About 200 meters from Nya’s tent, a set of taps is surrounded by winding lines of jerry cans. The taps are connected to a bladder which is filled with water twice a day, but never stays full.

A group of women has been waiting in line for hours, but they don’t always get the water they need.

Latrines are a bigger problem. With less than one latrine for every 70 people in the largest section of the camp, one woman complains people are defecating in the few showers available for hygiene.

Queuing for healthcare

In these conditions, it is no surprise that queues for the few primary healthcare centres in the camp often form before sunrise.

The clinics close at five pm and every second Sunday there is no primary healthcare available at all. When those tent clinics are closed, long lines form at the emergency room in the MSF hospital.

Too many of those patients, like young Mary James, arrive in serious conditions.

Back at the MSF hospital, it is now evening time and Mary is doing much better. She is sleeping under a mosquito net for her last night in the hospital.

Sadly, when she leaves, she’ll return to the same cold shelter in the same crowded cramp, where she is likely to get sick again.

Hospital filled beyond capacity

“The sickness of our patients is directly related to the overcrowded and deplorable conditions in which they are living,” says Monica Camacho, MSF programme manager for South Sudan.

“More space must be immediately allocated for the population seeking shelter and humanitarian actors must urgently improve the provision of basic services and necessities.”

Since June, the number of medical consultations provided weekly by MSF has more than tripled. The number of consultations provided for children under five years old, who are the most vulnerable in these conditions, has increased five-fold.

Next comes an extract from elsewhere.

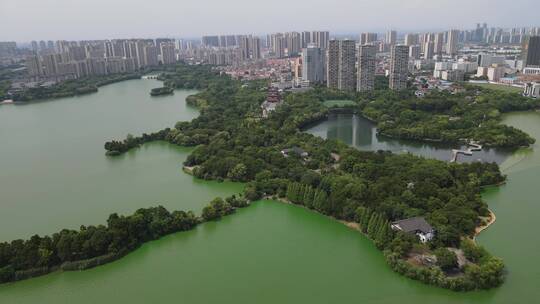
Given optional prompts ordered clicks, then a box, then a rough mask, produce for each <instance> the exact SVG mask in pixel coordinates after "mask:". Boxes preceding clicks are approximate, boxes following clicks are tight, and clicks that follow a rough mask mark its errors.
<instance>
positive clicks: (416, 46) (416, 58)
mask: <svg viewBox="0 0 540 304" xmlns="http://www.w3.org/2000/svg"><path fill="white" fill-rule="evenodd" d="M409 57H410V58H413V59H419V58H420V46H419V45H418V44H415V45H410V46H409Z"/></svg>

In recent weeks, the MSF hospital has been filled beyond its capacity with children suffering from life-threatening cases of pneumonia, malaria and other illnesses.

The number of patients treated for severe respiratory tract infections has already tripled since September.

With the onset of the cold season, pneumonia is a particular concern given the crowded and unhygienic conditions. MSF fears these trends may worsen unless conditions are urgently improved.